Teaming with the Association for Union Democracy, who provided legal representation, dissidents from the 15,000-member ILA fought the master contract, which covers wages and benefits for every East Coast port, in federal court.
A federal court judge eventually ruled against the union dissidents – saying that they had not established voter coercion.
EAST COAST VS. WEST COAST LONGSHORE WORKERS
The wages, benefits and political orientation of the East Coast and West Coast longshore worker unions are starkly different. Though each union has a modest membership, their critical role in the ports gives each the potential to bring the nation’s economy to a halt. However, the ILA makes little effort to organize new workers and has not had a coordinated union-wide job action of any significance in decades. New hires on ILA-represented ports earn as much as six dollars less than their West Coast counterparts and garner generally inferior benefits.

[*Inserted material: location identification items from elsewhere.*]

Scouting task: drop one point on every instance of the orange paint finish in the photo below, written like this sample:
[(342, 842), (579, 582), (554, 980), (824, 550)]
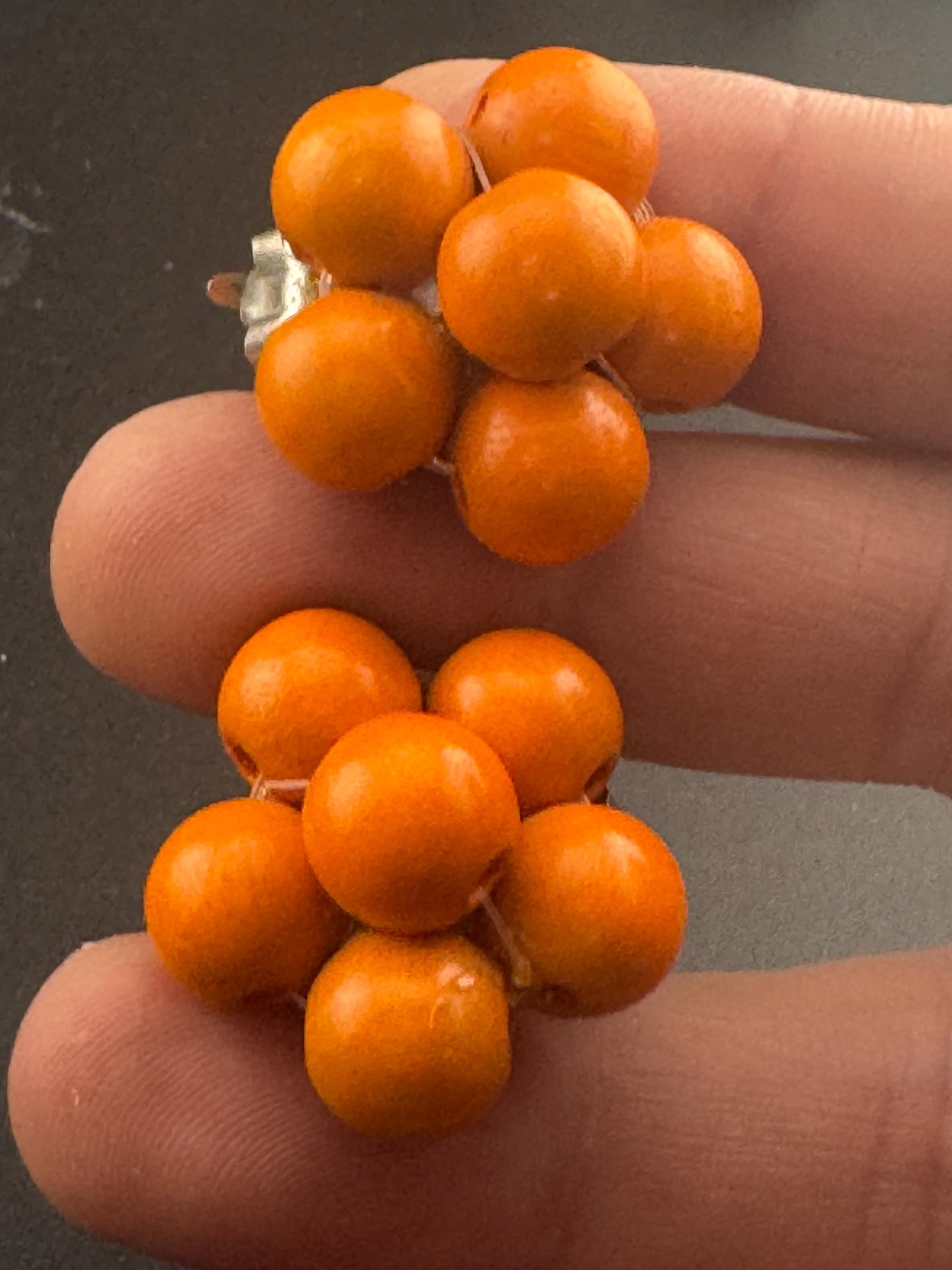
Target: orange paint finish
[(701, 326), (545, 707), (357, 389), (540, 275), (408, 1037), (301, 682), (407, 820), (548, 473), (366, 183), (569, 110), (234, 908), (596, 902)]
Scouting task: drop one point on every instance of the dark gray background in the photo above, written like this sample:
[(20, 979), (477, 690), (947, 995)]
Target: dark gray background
[(139, 138)]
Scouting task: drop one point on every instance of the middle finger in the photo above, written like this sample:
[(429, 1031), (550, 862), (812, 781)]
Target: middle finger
[(780, 607)]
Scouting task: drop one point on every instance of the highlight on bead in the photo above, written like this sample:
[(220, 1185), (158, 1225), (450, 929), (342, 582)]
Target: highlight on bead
[(418, 262), (450, 863)]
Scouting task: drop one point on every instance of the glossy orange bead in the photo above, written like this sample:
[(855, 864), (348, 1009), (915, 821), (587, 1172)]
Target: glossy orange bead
[(297, 685), (540, 275), (545, 707), (366, 183), (701, 326), (407, 820), (594, 902), (357, 389), (548, 473), (408, 1037), (569, 110), (234, 908)]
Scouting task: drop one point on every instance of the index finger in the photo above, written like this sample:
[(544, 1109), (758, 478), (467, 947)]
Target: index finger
[(841, 205)]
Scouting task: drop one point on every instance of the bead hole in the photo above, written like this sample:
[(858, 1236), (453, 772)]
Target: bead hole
[(242, 760)]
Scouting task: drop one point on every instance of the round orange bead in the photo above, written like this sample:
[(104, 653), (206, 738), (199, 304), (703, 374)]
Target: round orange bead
[(548, 709), (357, 389), (569, 110), (233, 907), (301, 682), (548, 473), (701, 326), (407, 820), (540, 275), (408, 1037), (366, 183), (594, 901)]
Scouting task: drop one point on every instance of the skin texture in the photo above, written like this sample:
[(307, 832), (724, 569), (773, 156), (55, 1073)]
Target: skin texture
[(569, 110), (366, 183), (594, 901), (779, 607), (542, 704), (701, 326), (549, 473), (233, 907), (301, 682), (357, 389), (405, 821), (540, 275), (408, 1037)]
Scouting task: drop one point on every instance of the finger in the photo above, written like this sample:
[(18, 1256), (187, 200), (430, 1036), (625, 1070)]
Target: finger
[(792, 1121), (841, 204), (777, 607)]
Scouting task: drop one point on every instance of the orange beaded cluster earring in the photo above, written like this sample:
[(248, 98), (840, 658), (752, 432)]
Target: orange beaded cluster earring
[(498, 303), (415, 870)]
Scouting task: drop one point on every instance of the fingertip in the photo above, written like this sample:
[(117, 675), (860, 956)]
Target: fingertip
[(447, 86), (134, 488), (51, 1080)]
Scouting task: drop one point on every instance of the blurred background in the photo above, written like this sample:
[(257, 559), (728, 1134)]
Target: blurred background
[(136, 144)]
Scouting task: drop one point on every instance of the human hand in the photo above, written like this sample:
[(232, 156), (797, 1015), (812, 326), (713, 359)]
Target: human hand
[(781, 607)]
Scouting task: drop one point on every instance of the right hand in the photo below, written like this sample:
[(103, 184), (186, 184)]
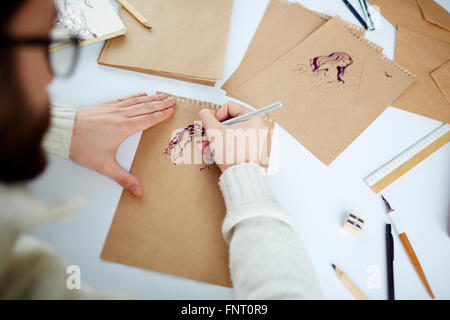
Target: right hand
[(225, 151)]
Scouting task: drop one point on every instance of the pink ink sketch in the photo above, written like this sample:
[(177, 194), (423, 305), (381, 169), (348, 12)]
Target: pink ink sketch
[(329, 68), (180, 143), (72, 18)]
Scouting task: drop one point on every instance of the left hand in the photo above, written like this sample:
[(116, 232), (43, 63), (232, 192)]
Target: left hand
[(100, 129)]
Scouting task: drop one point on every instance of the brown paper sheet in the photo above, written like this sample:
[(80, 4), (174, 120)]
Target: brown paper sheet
[(283, 26), (407, 13), (188, 40), (175, 227), (327, 107), (422, 55), (434, 13), (441, 77)]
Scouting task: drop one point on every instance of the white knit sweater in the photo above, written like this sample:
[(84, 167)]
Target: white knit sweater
[(267, 259)]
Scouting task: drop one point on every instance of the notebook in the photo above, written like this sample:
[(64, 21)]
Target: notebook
[(272, 40), (90, 20), (188, 40), (333, 85), (175, 227), (416, 16), (423, 55)]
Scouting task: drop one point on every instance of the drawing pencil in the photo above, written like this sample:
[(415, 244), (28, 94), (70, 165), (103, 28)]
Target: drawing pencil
[(395, 220), (390, 262), (349, 284), (356, 14), (366, 11), (249, 115), (135, 13)]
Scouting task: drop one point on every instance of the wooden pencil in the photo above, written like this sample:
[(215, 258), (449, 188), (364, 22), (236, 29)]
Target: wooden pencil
[(349, 284), (135, 13)]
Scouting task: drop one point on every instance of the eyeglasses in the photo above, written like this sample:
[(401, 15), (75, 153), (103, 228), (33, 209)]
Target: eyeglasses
[(61, 48)]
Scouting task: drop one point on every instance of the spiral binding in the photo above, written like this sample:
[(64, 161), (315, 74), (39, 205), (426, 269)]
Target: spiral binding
[(203, 104), (376, 48)]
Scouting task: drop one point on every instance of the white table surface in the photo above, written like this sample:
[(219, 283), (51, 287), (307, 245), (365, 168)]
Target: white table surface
[(316, 196)]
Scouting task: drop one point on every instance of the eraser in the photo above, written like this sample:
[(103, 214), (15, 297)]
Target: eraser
[(353, 224)]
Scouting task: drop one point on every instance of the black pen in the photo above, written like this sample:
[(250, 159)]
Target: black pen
[(356, 14), (390, 262)]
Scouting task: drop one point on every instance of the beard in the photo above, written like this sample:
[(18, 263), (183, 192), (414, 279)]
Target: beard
[(22, 130)]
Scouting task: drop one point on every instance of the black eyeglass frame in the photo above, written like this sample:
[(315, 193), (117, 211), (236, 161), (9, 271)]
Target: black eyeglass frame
[(9, 41)]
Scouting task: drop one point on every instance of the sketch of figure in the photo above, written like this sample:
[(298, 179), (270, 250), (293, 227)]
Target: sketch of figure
[(180, 141), (329, 69), (71, 17)]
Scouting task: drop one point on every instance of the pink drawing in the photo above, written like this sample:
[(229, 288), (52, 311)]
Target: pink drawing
[(333, 65)]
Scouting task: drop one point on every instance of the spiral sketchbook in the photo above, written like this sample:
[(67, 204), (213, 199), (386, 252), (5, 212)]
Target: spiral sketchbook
[(175, 227), (333, 84), (271, 40), (90, 20), (188, 40)]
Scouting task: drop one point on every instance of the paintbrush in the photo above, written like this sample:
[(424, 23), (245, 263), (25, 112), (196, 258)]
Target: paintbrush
[(395, 220)]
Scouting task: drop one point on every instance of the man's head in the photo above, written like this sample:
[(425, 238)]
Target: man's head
[(24, 77)]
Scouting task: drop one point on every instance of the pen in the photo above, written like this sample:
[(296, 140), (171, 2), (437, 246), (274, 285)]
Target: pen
[(356, 14), (249, 115), (390, 262), (366, 11), (133, 11), (395, 220), (349, 284)]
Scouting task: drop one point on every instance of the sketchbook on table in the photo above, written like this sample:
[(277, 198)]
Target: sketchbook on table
[(334, 84), (89, 20)]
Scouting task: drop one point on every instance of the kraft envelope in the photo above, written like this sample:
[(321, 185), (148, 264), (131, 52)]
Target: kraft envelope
[(333, 85), (422, 55), (407, 13), (283, 26), (188, 40), (434, 13), (441, 77)]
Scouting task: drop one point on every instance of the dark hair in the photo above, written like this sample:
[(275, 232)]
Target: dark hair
[(21, 131), (7, 10)]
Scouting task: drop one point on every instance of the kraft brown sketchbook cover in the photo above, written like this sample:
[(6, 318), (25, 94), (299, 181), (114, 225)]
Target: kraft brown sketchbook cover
[(333, 85), (188, 40), (175, 227), (424, 55), (283, 26), (409, 13)]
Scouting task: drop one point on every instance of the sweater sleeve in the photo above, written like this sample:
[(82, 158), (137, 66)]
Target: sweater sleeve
[(58, 137), (267, 258)]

At one time members of the same union, West Coast longshore workers broke with the ILA in 1937 over industrial union organizing and the ILA’s stance against the West Coast longshore strike of 1934. The progressive International longshore and Warehouse Union struck against stevedore companies in 2002 over the loss of jobs and benefits, shutting down 29 West Coast ports.
The 2002 strike ended as a defensive victory for port workers, though President Bush threatened military intervention and evoked Taft- Hartley laws to break the West Coast union.